Les émotions dans la contemporanéité : questions d'éducation et de langage
IVe journée d’étude des jeunes chercheur·euses du laboratoire « Éducation, Discours, Apprentissages » (EDA)
Published on Thursday, April 25, 2024
Abstract
L’émotion correspond à l'expérience ressentie par l’individu en réaction aux autres, à l’environnement, aux choses. Le·a chercheur·euse, tout comme l’enquêté·e, le·a locuteur·ice, l’apprenan·te, le·a professeur·e, etc. peut être touché·e, submergé·e par l’émotion négative ou, au contraire, l’émotion positive. Aussi, nous souhaitons créer un dialogue autour de cette notion et de son inscription dans la contemporanéité de la recherche en sciences humaines et sociales. Nous proposons ici plusieurs axes de questionnement. Tout d’abord, si la recherche se doit d’être objective, le choix et la construction de son objet restent empreints de la subjectivité du·de la chercheur·euse. Ensuite, le fait de transcrire ou de traduire les émotions qui surgissent ou qui transparaissent des corpus soulève des enjeux méthodologiques en sciences du langage, tandis que l’enseignement des émotions et leur place dans l’apprentissage apparaissent comme des enjeux importants en sciences de l’éducation. Enfin, la reconfiguration des émotions et leur prise en charge via le numérique semblent être des questions majeures dans le cadre de ces deux disciplines.
Announcement
Argumentaire
La quatrième édition de la Journée d’étude des jeunes chercheur·euse·s du laboratoire EDA (Éducation, Discours, Apprentissages) aura lieu le Lundi 7 octobre 2024 au format hybride et vise à faire émerger une réflexion sur les émotions au prisme des sciences de l’éducation et des sciences du langage.

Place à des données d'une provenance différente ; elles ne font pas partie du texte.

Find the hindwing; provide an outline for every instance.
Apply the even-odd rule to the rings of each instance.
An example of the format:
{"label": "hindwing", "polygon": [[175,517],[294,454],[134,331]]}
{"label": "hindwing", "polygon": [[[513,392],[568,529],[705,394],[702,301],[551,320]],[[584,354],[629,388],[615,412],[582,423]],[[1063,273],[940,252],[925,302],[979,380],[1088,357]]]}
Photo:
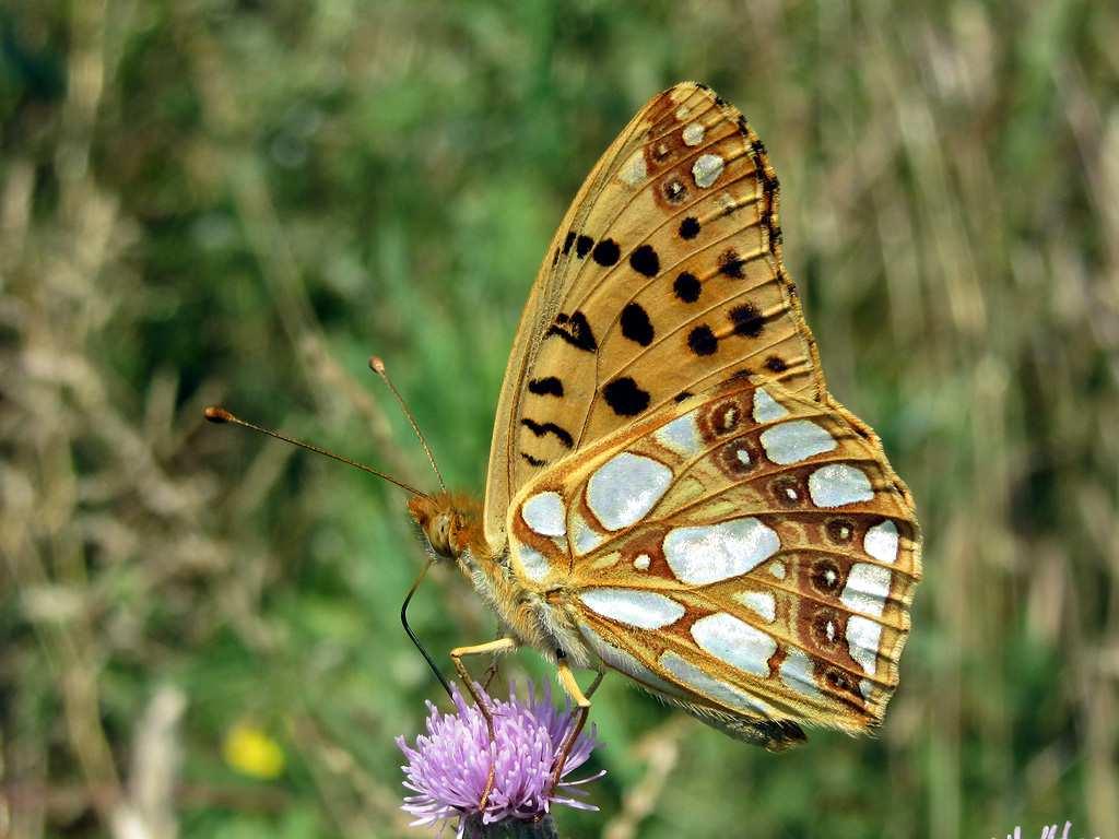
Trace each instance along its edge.
{"label": "hindwing", "polygon": [[614,140],[545,255],[498,404],[489,544],[542,470],[743,371],[826,398],[765,149],[736,109],[684,83]]}
{"label": "hindwing", "polygon": [[543,470],[507,528],[514,573],[605,664],[730,733],[881,722],[919,530],[848,412],[716,385]]}

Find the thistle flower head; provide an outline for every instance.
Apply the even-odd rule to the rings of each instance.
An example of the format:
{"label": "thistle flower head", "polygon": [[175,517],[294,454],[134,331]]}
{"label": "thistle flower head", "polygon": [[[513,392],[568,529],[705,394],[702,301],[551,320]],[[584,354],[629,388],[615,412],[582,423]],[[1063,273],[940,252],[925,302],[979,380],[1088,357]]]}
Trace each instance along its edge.
{"label": "thistle flower head", "polygon": [[[552,691],[536,695],[528,687],[528,699],[521,701],[513,689],[509,700],[492,699],[476,685],[479,696],[493,716],[493,741],[481,710],[468,705],[453,688],[455,710],[441,713],[427,703],[427,733],[410,746],[397,737],[407,763],[404,786],[415,794],[404,799],[403,809],[416,817],[413,824],[434,824],[460,818],[459,836],[470,817],[480,817],[483,824],[505,819],[535,819],[547,813],[553,804],[581,810],[596,810],[579,799],[584,794],[576,785],[601,777],[605,772],[580,781],[561,782],[552,786],[552,772],[574,717],[552,705]],[[564,764],[563,777],[582,766],[598,745],[594,727],[580,734]],[[485,809],[479,808],[490,765],[493,765],[493,789]]]}

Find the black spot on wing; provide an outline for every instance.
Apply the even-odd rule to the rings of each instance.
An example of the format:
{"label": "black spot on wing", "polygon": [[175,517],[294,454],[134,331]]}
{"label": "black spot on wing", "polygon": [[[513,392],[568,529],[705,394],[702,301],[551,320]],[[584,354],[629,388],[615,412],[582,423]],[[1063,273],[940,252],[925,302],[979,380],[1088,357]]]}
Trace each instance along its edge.
{"label": "black spot on wing", "polygon": [[636,416],[649,407],[649,393],[629,376],[608,381],[602,388],[602,397],[618,416]]}
{"label": "black spot on wing", "polygon": [[688,216],[683,221],[680,221],[680,238],[681,239],[694,239],[699,235],[699,219],[695,216]]}
{"label": "black spot on wing", "polygon": [[709,356],[718,349],[718,339],[711,327],[703,323],[688,332],[688,348],[697,356]]}
{"label": "black spot on wing", "polygon": [[621,248],[618,247],[618,243],[613,239],[602,239],[598,245],[594,246],[594,253],[591,254],[594,261],[602,265],[603,267],[610,267],[617,264],[619,257],[622,255]]}
{"label": "black spot on wing", "polygon": [[679,178],[669,178],[661,185],[661,190],[669,204],[680,204],[688,195],[688,188]]}
{"label": "black spot on wing", "polygon": [[694,303],[699,300],[699,281],[695,274],[684,271],[673,283],[673,292],[685,303]]}
{"label": "black spot on wing", "polygon": [[718,273],[733,280],[741,280],[745,274],[743,268],[746,261],[739,256],[739,252],[733,247],[727,248],[718,256]]}
{"label": "black spot on wing", "polygon": [[652,245],[641,245],[630,254],[630,267],[645,276],[656,276],[660,271],[660,258]]}
{"label": "black spot on wing", "polygon": [[765,329],[765,318],[753,303],[736,305],[730,312],[731,322],[734,324],[734,333],[747,338],[756,338]]}
{"label": "black spot on wing", "polygon": [[528,393],[537,396],[563,396],[563,383],[555,376],[533,379],[528,383]]}
{"label": "black spot on wing", "polygon": [[631,341],[648,347],[652,343],[652,323],[649,322],[649,314],[641,308],[640,303],[627,303],[622,309],[622,334]]}
{"label": "black spot on wing", "polygon": [[586,322],[586,315],[575,312],[566,315],[563,312],[556,315],[555,323],[548,327],[545,338],[560,336],[563,340],[576,349],[594,352],[599,349],[599,342],[594,340],[594,332],[591,324]]}
{"label": "black spot on wing", "polygon": [[556,440],[563,445],[564,449],[571,449],[575,441],[571,439],[571,434],[561,428],[555,423],[538,423],[534,420],[529,420],[527,416],[520,421],[520,424],[528,428],[533,434],[538,437],[543,437],[546,434],[552,434]]}

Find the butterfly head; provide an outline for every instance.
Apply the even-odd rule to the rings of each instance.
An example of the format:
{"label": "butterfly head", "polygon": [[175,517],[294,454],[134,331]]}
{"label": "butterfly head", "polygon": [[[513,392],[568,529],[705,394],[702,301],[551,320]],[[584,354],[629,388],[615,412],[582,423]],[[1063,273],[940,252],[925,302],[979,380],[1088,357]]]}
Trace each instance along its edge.
{"label": "butterfly head", "polygon": [[408,512],[439,556],[458,559],[470,547],[479,528],[479,505],[451,492],[413,496]]}

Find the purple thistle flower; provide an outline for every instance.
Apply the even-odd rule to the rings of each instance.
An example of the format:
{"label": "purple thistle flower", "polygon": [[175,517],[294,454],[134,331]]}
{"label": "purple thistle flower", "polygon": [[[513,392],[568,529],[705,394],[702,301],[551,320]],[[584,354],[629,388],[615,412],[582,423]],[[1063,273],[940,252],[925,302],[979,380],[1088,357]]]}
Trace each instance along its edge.
{"label": "purple thistle flower", "polygon": [[[474,685],[493,716],[493,742],[490,743],[486,717],[477,706],[468,705],[452,688],[457,711],[442,714],[427,703],[427,733],[416,737],[415,748],[404,737],[396,738],[407,764],[404,786],[415,792],[404,799],[403,810],[416,817],[415,824],[434,824],[460,818],[458,836],[463,835],[468,820],[492,824],[506,819],[532,820],[543,817],[553,804],[580,810],[598,810],[580,801],[585,794],[574,789],[605,774],[599,772],[581,781],[561,781],[549,789],[555,760],[564,737],[573,724],[571,703],[564,711],[552,705],[552,691],[544,689],[537,697],[528,686],[528,700],[519,700],[509,690],[509,700],[489,697]],[[563,776],[586,763],[598,745],[594,726],[576,738]],[[478,807],[490,764],[493,763],[493,789],[485,810]]]}

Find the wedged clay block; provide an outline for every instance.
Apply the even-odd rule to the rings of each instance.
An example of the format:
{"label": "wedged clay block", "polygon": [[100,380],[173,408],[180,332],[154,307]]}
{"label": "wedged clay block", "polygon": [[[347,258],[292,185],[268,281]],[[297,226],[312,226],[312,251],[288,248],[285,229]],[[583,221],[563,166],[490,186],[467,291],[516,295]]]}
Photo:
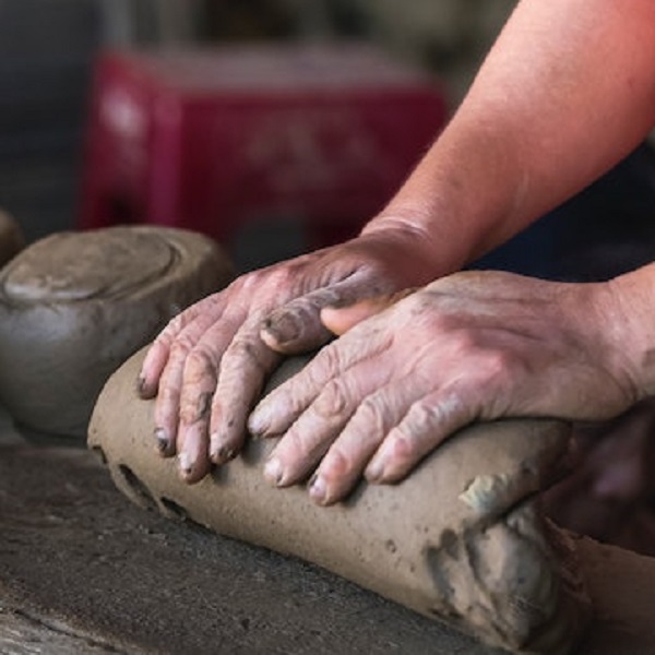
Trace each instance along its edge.
{"label": "wedged clay block", "polygon": [[25,245],[19,224],[0,210],[0,266],[3,266]]}
{"label": "wedged clay block", "polygon": [[107,378],[231,276],[218,246],[188,230],[115,227],[33,243],[0,272],[0,402],[28,428],[84,438]]}
{"label": "wedged clay block", "polygon": [[[314,562],[437,620],[515,653],[569,653],[590,619],[572,541],[543,520],[535,493],[558,473],[568,429],[507,420],[463,430],[405,481],[361,484],[319,508],[300,487],[261,474],[272,440],[194,486],[153,441],[153,402],[134,391],[143,352],[103,390],[88,444],[116,485],[171,517]],[[301,360],[288,360],[286,379]]]}

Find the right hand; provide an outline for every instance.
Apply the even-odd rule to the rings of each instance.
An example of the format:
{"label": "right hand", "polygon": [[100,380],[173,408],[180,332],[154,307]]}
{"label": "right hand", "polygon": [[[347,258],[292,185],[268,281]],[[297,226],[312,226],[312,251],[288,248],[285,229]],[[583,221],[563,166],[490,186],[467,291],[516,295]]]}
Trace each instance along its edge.
{"label": "right hand", "polygon": [[429,282],[418,234],[380,229],[248,273],[177,315],[142,366],[142,397],[157,396],[155,437],[178,454],[188,483],[239,452],[246,420],[282,354],[315,349],[331,333],[323,307],[350,305]]}

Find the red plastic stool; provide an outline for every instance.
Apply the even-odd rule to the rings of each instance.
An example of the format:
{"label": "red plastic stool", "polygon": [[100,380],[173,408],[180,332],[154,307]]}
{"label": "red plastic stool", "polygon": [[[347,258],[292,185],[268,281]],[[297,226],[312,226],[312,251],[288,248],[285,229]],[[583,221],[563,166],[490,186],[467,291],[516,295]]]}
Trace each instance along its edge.
{"label": "red plastic stool", "polygon": [[107,52],[92,100],[79,227],[225,243],[281,215],[312,247],[354,235],[446,118],[431,79],[360,45]]}

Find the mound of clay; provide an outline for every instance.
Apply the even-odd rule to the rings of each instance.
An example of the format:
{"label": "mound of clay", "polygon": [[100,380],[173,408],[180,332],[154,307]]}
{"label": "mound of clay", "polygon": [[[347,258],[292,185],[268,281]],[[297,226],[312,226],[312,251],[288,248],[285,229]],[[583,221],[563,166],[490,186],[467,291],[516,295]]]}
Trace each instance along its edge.
{"label": "mound of clay", "polygon": [[[250,441],[241,457],[198,485],[181,483],[175,462],[155,454],[153,402],[134,391],[142,357],[108,381],[88,439],[134,502],[314,562],[489,645],[572,652],[590,604],[573,544],[534,500],[567,455],[563,424],[474,426],[402,484],[362,483],[346,503],[320,508],[299,487],[264,481],[272,440]],[[278,379],[298,366],[287,361]]]}
{"label": "mound of clay", "polygon": [[186,230],[114,227],[33,243],[0,272],[0,402],[32,429],[85,437],[111,372],[230,277],[214,241]]}
{"label": "mound of clay", "polygon": [[0,210],[0,266],[17,254],[25,245],[19,224]]}

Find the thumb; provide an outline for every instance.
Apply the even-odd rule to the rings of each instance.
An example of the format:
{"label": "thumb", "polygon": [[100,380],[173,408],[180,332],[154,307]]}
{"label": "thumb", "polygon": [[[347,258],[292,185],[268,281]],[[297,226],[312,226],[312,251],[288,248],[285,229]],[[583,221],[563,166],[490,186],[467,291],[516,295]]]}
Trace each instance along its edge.
{"label": "thumb", "polygon": [[333,334],[341,336],[361,321],[384,311],[414,289],[403,289],[394,294],[365,298],[347,307],[324,307],[321,310],[321,323]]}

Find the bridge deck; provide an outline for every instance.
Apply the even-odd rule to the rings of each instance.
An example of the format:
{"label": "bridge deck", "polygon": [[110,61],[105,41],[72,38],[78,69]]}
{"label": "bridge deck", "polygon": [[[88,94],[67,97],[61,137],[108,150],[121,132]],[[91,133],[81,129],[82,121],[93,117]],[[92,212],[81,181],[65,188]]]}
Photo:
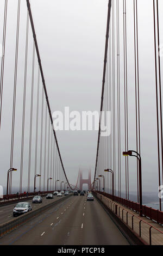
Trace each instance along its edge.
{"label": "bridge deck", "polygon": [[145,217],[140,217],[139,214],[104,196],[97,194],[97,197],[115,213],[117,205],[117,216],[146,243],[150,243],[149,230],[151,228],[151,244],[163,245],[163,226]]}

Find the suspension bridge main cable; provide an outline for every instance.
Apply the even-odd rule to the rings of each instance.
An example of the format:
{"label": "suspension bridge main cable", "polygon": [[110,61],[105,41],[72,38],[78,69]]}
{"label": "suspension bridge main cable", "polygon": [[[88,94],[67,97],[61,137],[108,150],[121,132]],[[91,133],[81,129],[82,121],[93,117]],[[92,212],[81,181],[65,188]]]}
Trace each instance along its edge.
{"label": "suspension bridge main cable", "polygon": [[[101,112],[103,110],[104,92],[104,88],[105,88],[105,75],[106,75],[107,56],[108,56],[108,40],[109,40],[109,28],[110,28],[111,8],[111,0],[109,0],[109,4],[108,4],[107,27],[106,27],[105,48],[105,56],[104,56],[104,70],[103,70],[103,84],[102,84],[101,104]],[[99,120],[99,131],[98,131],[98,141],[97,141],[97,154],[96,154],[96,161],[95,172],[95,176],[94,176],[94,181],[95,181],[95,180],[96,180],[96,175],[97,162],[98,162],[98,151],[99,151],[99,141],[100,141],[100,135],[101,135],[101,119]],[[93,183],[93,188],[94,188],[94,186],[95,186],[95,182]]]}

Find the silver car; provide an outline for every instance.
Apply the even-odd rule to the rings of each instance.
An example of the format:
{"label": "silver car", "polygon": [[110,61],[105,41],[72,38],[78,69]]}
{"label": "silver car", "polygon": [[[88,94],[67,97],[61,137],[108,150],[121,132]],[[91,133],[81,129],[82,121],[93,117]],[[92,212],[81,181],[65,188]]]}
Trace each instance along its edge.
{"label": "silver car", "polygon": [[40,196],[35,196],[32,199],[32,203],[35,204],[35,203],[42,203],[42,198]]}
{"label": "silver car", "polygon": [[18,203],[13,210],[13,217],[21,214],[26,214],[32,211],[32,208],[30,203],[20,202]]}

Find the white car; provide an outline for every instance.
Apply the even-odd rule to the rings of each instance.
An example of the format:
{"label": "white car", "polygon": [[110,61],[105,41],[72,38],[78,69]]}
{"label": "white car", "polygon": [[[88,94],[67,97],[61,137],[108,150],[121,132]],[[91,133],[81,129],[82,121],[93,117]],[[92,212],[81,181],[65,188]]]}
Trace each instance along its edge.
{"label": "white car", "polygon": [[30,203],[20,202],[18,203],[13,210],[13,217],[20,214],[26,214],[32,211],[32,208]]}
{"label": "white car", "polygon": [[42,203],[42,198],[40,196],[35,196],[32,199],[32,203],[35,204],[35,203]]}
{"label": "white car", "polygon": [[62,194],[61,194],[61,193],[59,192],[59,193],[58,193],[58,194],[57,194],[57,197],[62,197]]}
{"label": "white car", "polygon": [[58,191],[54,191],[53,193],[54,196],[57,196],[58,193]]}

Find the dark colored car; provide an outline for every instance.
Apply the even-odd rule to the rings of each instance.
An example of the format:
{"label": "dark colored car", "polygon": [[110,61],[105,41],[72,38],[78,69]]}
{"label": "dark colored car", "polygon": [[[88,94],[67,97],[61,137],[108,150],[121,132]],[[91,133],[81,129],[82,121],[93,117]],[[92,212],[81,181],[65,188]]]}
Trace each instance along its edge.
{"label": "dark colored car", "polygon": [[81,191],[80,193],[80,196],[84,196],[84,193],[83,191]]}
{"label": "dark colored car", "polygon": [[66,191],[65,193],[65,196],[68,196],[68,194],[69,194],[68,191]]}
{"label": "dark colored car", "polygon": [[74,196],[78,196],[78,193],[77,192],[77,191],[74,192],[74,193],[73,193],[73,195]]}
{"label": "dark colored car", "polygon": [[53,194],[48,194],[46,196],[47,199],[52,199],[53,198]]}
{"label": "dark colored car", "polygon": [[92,194],[89,194],[87,197],[87,201],[94,201],[94,197]]}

L’émotion correspond à l'expérience ressentie par l’individu en réaction aux autres, à l’environnement, aux choses. Le·a chercheur·euse, tout comme l’enquêté·e, le·a locuteur·ice, l’apprenan·te, le·a professeur·e, etc. peut être touché·e, submergé·e par l’émotion négative (la colère, la peur, la honte, etc.) ou, au contraire, l’émotion positive (la joie, la fierté, la gratitude, etc.). Aussi, nous souhaitons créer un dialogue autour de cette notion et de son inscription dans la contemporanéité de la recherche en sciences humaines et sociales. Nous proposons ici plusieurs axes de questionnement.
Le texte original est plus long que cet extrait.